In the bone marrow, granulocytes and monocytes arise from a common precursor under the influence of the granulocyte-macrophage colony-stimulating factor. Monocytes leave the bone marrow and circulate in the blood. After a period of hours, the monocytes enter the tissues, where they develop into macrophages, the tissue phagocytes that constitute the reticuloendothelial system (or macrophage system). Macrophages occur in almost all tissues of the body. Those in the liver are called Kupffer cells, those in the skin Langerhans cells. Apart from their role as scavengers, macrophages play a key role in immunity by ingesting antigens and processing them so that they can be recognized as foreign substances by lymphocytes.

LYMPHOCYTES
Lymphocytes constitute about 28–42 percent of the white cells of the blood, and they are part of the immune response to foreign substances in the body. Most lymphocytes are small, only slightly larger than erythrocytes, with a nucleus that occupies most of the cell. Some are larger and have more abundant cytoplasm that contains a few granules. Lymphocytes are sluggishly motile, and their paths of migration outside of the bloodstream are different from those of granulocytes and monocytes. Lymphocytes are found in large numbers in the lymph nodes, spleen, thymus, tonsils, and lymphoid tissue of the gastrointestinal tract. They enter the circulation through lymphatic channels that drain principally into the thoracic lymph duct, which has a connection with the venous system. Unlike other blood cells, some lymphocytes may leave and reenter the circulation, surviving for about one year or more. The principal paths of recirculating lymphocytes are through the spleen or lymph nodes. Lymphocytes freely leave the blood to enter lymphoid tissue, passing barriers that prevent the passage of other blood cells. When stimulated by antigen and certain other agents, some lymphocytes are activated and become capable of cell division (mitosis).
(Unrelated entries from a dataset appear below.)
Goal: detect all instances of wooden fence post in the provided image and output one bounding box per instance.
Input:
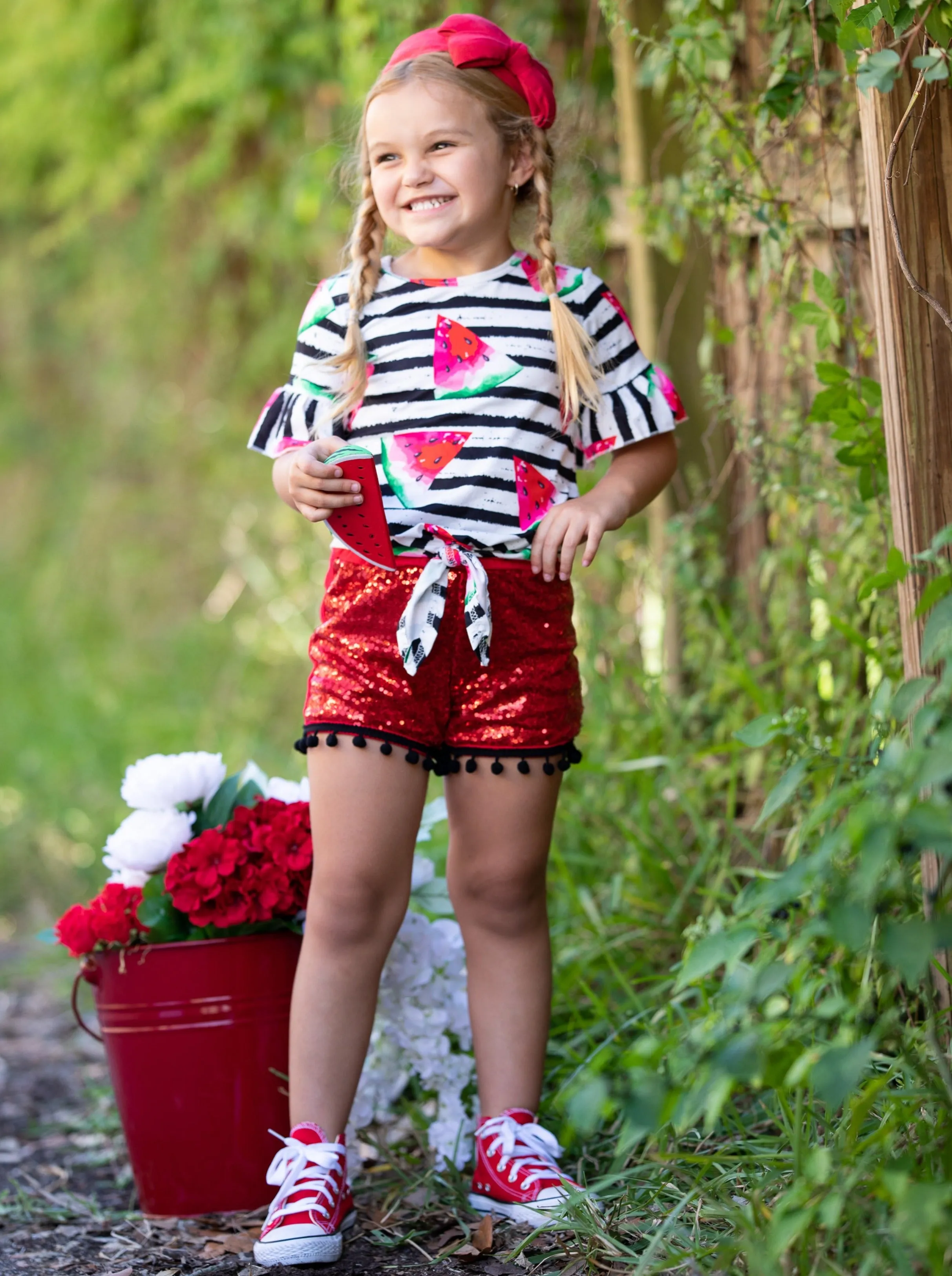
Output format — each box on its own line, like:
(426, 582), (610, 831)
(859, 37), (952, 1007)
(611, 0), (682, 693)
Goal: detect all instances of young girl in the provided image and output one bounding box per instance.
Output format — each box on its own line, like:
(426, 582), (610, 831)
(250, 15), (682, 1266)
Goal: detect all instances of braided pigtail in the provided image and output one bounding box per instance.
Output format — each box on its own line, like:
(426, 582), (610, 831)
(328, 166), (387, 417)
(532, 126), (600, 424)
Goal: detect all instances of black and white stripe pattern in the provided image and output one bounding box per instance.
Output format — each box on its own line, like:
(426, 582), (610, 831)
(249, 254), (678, 557)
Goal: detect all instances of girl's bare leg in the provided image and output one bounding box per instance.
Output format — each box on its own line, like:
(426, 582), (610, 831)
(445, 762), (561, 1117)
(290, 736), (428, 1138)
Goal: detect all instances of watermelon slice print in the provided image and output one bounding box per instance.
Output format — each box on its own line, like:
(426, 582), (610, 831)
(582, 434), (618, 461)
(646, 364), (687, 421)
(297, 280), (334, 337)
(602, 288), (637, 339)
(433, 315), (522, 398)
(380, 430), (471, 509)
(519, 256), (582, 297)
(512, 457), (555, 532)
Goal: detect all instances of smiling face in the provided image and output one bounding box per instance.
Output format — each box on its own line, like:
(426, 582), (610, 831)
(364, 79), (532, 275)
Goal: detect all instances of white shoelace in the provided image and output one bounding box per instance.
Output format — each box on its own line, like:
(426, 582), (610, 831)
(265, 1129), (347, 1223)
(476, 1115), (563, 1192)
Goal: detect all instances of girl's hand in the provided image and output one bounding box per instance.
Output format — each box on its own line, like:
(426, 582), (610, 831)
(272, 439), (364, 523)
(530, 489), (615, 580)
(530, 434), (678, 580)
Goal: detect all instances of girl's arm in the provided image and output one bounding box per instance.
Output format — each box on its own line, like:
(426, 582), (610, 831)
(531, 434), (678, 580)
(277, 439), (364, 523)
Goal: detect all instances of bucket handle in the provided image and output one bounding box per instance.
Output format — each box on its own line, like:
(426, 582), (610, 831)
(69, 961), (102, 1041)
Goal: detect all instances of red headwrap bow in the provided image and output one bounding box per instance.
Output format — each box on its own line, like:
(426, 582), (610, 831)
(384, 13), (555, 129)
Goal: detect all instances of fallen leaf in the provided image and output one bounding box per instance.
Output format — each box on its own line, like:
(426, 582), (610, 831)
(470, 1214), (493, 1254)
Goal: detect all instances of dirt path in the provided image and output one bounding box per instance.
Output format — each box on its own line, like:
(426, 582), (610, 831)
(0, 946), (548, 1276)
The lymphocytes regulate or participate in the acquired immunity to foreign cells and antigens. They are responsible for immunologic reactions to invading organisms, foreign cells such as those of a transplanted organ, and foreign proteins and other antigens not necessarily derived from living cells. The two classes of lymphocytes are not distinguished by the usual microscopic examination but rather by the type of immune response they elicit. The B lymphocytes (or B cells) are involved in what is called humoral immunity. Upon encountering a foreign substance (or antigen), the B lymphocyte differentiates into a plasma cell, which secretes immunoglobulin (antibodies). The second class of lymphocytes, the T lymphocytes (or T cells), are involved in regulating the antibody-forming function of B lymphocytes as well as in directly attacking foreign antigens. T lymphocytes participate in what is called the cell-mediated immune response. T lymphocytes also participate in the rejection of transplanted tissues and in certain types of allergic reactions.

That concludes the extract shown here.